Foreign Minister Jonas Gahr Støre joined the European Union and US on Monday in condemning police violence and mass arrests of opposition leaders in Belarus following the country’s presidential election on Sunday. The Norwegian government claimed the election was neither free nor democratic.
“The brutal manner in which unrest after the election has been handled is completely unacceptable,” Støre said in a prepared statement. “I condemn the use of violence against demonstrators and the arrests of opposition leaders, journalists and representatives of the civilian society.”
International election observers had a long list of complaints about the election on Sunday, which predictably gave incumbent president Alexander Lukasjenko a victory. Lukasjenko is often referred to as “the last dictator in Europe.”
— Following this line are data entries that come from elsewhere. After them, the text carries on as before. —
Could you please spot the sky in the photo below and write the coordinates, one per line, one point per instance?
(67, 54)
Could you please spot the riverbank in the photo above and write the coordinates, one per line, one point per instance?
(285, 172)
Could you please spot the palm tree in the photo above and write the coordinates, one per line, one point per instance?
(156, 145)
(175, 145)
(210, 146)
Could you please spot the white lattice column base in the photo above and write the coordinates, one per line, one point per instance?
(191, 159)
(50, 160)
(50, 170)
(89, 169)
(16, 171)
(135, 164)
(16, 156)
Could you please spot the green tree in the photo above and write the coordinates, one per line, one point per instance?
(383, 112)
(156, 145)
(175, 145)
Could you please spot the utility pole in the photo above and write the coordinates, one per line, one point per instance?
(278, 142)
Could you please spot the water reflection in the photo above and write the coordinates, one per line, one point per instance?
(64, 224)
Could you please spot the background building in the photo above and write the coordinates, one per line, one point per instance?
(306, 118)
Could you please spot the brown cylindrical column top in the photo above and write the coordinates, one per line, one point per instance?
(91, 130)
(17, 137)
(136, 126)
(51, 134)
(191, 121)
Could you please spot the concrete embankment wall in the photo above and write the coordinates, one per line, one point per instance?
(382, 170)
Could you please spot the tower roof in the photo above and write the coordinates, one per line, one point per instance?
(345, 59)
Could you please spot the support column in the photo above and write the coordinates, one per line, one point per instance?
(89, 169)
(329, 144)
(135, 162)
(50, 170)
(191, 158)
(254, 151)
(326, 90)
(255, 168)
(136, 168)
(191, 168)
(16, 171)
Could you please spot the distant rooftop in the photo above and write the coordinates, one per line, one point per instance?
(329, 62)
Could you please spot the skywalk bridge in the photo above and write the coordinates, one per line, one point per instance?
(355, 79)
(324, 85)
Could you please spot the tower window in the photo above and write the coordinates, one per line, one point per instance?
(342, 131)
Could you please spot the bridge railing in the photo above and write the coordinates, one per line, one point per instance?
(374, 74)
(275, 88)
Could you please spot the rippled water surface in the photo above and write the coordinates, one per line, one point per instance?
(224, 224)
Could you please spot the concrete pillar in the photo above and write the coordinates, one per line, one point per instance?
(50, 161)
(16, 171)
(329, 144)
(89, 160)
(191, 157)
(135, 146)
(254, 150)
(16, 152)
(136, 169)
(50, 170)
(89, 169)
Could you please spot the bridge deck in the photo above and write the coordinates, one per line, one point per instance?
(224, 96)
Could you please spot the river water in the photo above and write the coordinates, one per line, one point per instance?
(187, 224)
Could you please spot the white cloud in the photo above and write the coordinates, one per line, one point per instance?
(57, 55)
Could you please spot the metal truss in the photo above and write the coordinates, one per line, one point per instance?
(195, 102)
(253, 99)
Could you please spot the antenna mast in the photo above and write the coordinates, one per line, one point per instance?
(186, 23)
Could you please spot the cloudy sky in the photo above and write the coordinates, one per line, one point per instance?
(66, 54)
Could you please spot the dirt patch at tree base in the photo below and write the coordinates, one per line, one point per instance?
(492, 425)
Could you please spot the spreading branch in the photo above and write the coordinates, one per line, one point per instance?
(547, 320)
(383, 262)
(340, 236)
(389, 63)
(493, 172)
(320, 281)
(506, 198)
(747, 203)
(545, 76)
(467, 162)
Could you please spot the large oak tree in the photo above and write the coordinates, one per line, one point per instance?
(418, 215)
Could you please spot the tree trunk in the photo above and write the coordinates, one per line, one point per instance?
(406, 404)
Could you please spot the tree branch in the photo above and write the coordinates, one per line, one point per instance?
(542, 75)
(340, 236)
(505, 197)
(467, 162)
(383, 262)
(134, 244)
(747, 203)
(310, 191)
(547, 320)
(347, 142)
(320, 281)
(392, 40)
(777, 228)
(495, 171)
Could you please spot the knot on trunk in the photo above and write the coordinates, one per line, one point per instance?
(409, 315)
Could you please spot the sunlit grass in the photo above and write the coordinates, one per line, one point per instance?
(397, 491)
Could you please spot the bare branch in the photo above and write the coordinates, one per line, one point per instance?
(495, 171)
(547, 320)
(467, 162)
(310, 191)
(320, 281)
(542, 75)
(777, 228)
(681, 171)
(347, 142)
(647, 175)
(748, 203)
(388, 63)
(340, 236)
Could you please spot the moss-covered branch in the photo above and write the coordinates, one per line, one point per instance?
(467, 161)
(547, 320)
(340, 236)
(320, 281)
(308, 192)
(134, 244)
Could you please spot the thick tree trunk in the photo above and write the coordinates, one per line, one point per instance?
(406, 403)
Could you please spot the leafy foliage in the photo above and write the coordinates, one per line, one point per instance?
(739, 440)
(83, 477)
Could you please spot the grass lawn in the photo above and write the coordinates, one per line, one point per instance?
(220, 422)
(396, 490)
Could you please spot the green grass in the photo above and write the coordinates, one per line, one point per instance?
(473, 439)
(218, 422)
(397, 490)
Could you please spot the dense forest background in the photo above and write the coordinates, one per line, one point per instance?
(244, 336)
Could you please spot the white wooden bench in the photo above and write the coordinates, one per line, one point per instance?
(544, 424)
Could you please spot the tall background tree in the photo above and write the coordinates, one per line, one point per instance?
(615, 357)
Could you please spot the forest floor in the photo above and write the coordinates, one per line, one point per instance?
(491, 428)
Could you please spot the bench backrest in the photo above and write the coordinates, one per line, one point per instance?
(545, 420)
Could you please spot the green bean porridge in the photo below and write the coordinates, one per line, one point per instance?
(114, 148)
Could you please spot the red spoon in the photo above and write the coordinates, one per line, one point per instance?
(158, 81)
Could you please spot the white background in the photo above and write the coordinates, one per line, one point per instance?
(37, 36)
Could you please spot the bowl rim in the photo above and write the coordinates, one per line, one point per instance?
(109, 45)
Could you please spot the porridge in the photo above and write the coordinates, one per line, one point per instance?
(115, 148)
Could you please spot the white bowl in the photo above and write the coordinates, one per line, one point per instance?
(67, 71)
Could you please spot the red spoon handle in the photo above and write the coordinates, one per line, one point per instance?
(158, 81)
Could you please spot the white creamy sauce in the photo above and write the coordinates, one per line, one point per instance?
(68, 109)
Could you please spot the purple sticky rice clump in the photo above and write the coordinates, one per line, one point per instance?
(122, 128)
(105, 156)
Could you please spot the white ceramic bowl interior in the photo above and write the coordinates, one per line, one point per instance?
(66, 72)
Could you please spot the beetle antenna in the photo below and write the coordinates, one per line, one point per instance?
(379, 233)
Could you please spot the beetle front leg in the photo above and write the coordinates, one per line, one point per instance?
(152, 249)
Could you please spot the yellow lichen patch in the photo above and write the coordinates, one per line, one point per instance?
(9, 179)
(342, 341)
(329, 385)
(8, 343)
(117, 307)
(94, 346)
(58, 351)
Police cracked down during the night on demonstrators who were protesting the election results, and an estimated 1,000 of Lukasjenko’s opponents were arrested. The European Union, Norway and a long list of human rights organizations including the Norwegian Helsinki Committee were demanding their immediate release.
Among those arrested were several of the opposition’s presidential candidates. The “ruthless attack on peaceful demonstrators” showed “the true face” of the regime in Belarus, claimed Bjørn Engesland, secretary general of the Norwegian Helsinki Committee.
Engesland wants Norway to place Belarus at the top of its agenda, investigate the legal responsibility for the use of force on December 19, and initiate a common Nordic program to support the democratic forces in Belarus. Engesland himself was denied a visa to Belarus but the committee had three representatives present during the elections. Several of their close colleagues are now either in prison or in the hospital after the attack in Minsk.
Store said Belarus “must live up to its international obligations” tied to human rights and democracy. “We all want to see Belarus integrated into Europe,” Støre said. “But then the country’s authorities must respect fundamental norms for human rights and democracy.”